The next stage is imagine. That’s also where I said there’s a variation. The imagine part isn’t always warm and fuzzy. Fuzzies are positive advertising. There’s very much an opposite imagine approach; an approach of “It’s the end of the world as we know it” and other dire consequences (especially if we don’t act now). Still another variations is why any other possible solution– by those other rat bastard over there– is wrong. That’s the sophisticated and intellectual version of ‘you have to think this way to be on the right side of history.’ Way too often – knowing that the sale has been blown– it’s time to attack. In fact, the rejection of your cherished solution and/or your version of the problem is the green light to attack those evil, wrong, hateful and oppressive rat bastards – or those whackjobs perverts who are undermining society, corrupting our youth and threatening America, mom, apple pie and God. (Yeah, newsflash folks, this is very human behavior and the more sanctimonious you feel, the further down this rabbit hole you’ve gone.) 
By now, Call to Action should be pretty obvious. 
 But what about perpetuation? That can replace not only call to action, but also allow us to short cut having to do the whole process over again. Ever looked at a billboard and only seen a smiling face with the product? If you’ve bought into that narrative, that’s all they need to do. With the bare minimum effort they remind you you’ve bought into their... errrr... they remind you of the rational and informed decision you’ve made about the subject. So remember, when the subject comes up again, you’ll know how to behave. (Ring, ring, woof, woof.) 
In closing, two things about this article. One: I’ve put this in terms of advertising with only hints about how far it goes into other fields. That’s to bring to your attention how you’re being manipulated. Manipulated not only by professionals, but also to point out how many amateurs who try to use this for their own agendas. It’s not only out there, it’s everywhere.
Two: In writing this, I deliberately used the first two stages of Monroe’s sequence.
1- By using terms like manipulated, Pavlov, don’t know it -- I got your attention.
2- Houston, we have a problem. 
Then I broke the pattern.
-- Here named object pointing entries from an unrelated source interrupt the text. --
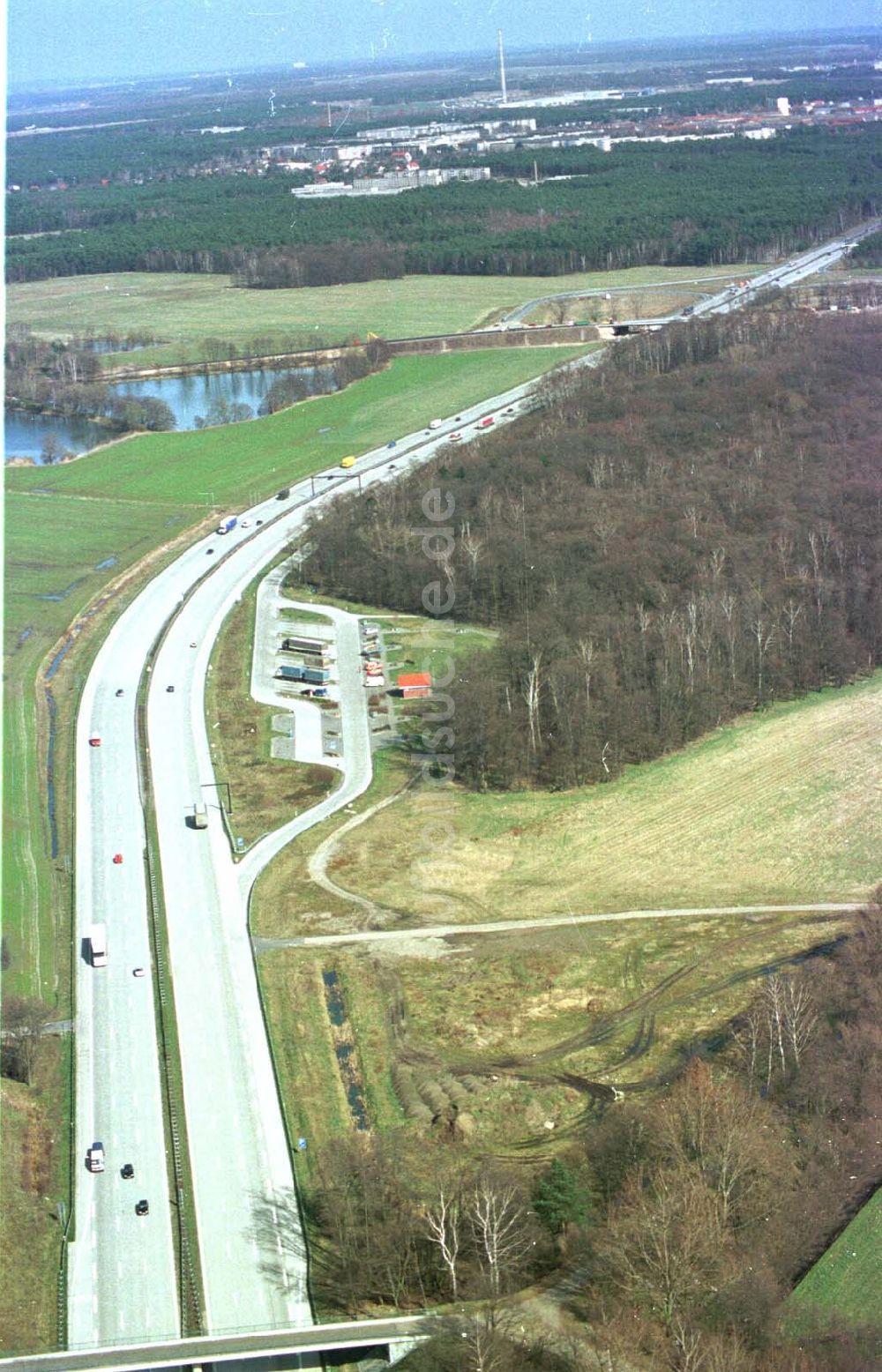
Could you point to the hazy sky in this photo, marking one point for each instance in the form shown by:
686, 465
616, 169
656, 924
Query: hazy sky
81, 40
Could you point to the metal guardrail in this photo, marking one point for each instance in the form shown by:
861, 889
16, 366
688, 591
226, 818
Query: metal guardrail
240, 1345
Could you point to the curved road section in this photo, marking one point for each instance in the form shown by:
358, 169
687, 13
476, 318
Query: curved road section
123, 1283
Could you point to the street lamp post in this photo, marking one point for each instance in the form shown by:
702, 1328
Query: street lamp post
217, 787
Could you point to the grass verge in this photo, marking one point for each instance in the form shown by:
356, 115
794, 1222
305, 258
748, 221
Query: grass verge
34, 1182
842, 1287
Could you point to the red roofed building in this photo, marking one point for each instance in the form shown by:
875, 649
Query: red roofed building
415, 683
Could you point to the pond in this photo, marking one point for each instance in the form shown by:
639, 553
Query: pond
24, 436
187, 395
194, 394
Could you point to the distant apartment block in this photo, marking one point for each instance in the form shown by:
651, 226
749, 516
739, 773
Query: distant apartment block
392, 183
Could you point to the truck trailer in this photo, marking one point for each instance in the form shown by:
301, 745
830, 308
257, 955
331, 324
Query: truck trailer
298, 673
98, 945
314, 646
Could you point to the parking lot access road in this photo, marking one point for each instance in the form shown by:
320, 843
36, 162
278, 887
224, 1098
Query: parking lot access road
123, 1283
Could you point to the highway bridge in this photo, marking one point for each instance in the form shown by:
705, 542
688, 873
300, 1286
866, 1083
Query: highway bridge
257, 1350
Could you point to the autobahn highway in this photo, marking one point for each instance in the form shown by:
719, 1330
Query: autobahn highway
121, 1266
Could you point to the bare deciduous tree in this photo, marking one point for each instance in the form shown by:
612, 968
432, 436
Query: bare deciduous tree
444, 1220
502, 1233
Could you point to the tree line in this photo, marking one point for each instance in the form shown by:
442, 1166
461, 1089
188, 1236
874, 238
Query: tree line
684, 204
686, 533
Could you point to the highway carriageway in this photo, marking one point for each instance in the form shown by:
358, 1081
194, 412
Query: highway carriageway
251, 1346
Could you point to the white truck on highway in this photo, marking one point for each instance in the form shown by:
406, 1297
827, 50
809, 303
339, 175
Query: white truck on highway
98, 945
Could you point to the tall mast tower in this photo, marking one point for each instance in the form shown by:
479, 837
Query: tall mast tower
502, 68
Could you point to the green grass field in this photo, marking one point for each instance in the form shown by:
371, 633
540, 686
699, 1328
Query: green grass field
775, 809
844, 1285
73, 530
184, 309
54, 553
242, 463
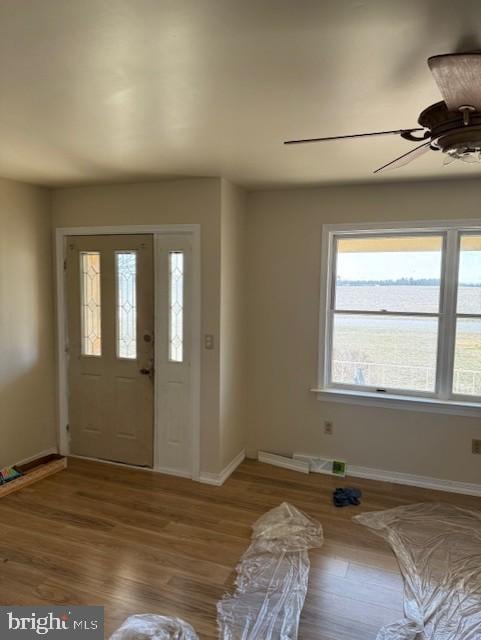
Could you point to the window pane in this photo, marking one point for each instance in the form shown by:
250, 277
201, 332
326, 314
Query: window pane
385, 352
469, 286
467, 359
126, 267
90, 309
176, 306
386, 273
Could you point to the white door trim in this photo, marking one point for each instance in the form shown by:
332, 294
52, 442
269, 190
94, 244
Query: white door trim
191, 230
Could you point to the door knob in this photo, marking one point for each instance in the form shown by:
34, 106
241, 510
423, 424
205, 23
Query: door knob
145, 371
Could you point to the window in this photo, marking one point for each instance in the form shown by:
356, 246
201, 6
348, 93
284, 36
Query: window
126, 270
402, 314
176, 306
90, 308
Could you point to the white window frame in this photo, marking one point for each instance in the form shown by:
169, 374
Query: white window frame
441, 399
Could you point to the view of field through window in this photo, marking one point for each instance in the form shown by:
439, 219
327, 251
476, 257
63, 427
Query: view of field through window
402, 275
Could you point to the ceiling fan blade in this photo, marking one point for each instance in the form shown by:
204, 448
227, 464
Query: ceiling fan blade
406, 158
355, 135
458, 78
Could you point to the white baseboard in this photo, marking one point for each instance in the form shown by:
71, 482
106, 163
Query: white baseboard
173, 472
40, 454
218, 479
283, 461
413, 480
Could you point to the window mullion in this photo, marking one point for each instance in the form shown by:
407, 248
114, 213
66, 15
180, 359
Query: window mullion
447, 323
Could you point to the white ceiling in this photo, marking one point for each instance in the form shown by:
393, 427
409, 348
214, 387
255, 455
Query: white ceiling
101, 90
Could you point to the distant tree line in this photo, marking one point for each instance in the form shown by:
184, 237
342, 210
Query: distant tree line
423, 282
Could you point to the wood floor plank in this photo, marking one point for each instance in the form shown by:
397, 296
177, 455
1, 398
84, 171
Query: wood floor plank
140, 542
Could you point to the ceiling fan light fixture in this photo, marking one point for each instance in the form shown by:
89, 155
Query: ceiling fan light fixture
468, 152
First by telling you this isn’t the whole of the problem. And then I’m not giving you a ‘fixed solution’ because simply stated, there isn’t one. It’s more important to know and understand the subject exists (including how it’s being used on you) so you can come up with something that works for you. You working on shaking off it’s control over you isn’t something I can tell you quick and easy steps. I just introduced you to the idea, it’s a whole lot bigger and deeper than you realize. The implications –especially when it comes to people trying to make you emotional – are going to take some looking into.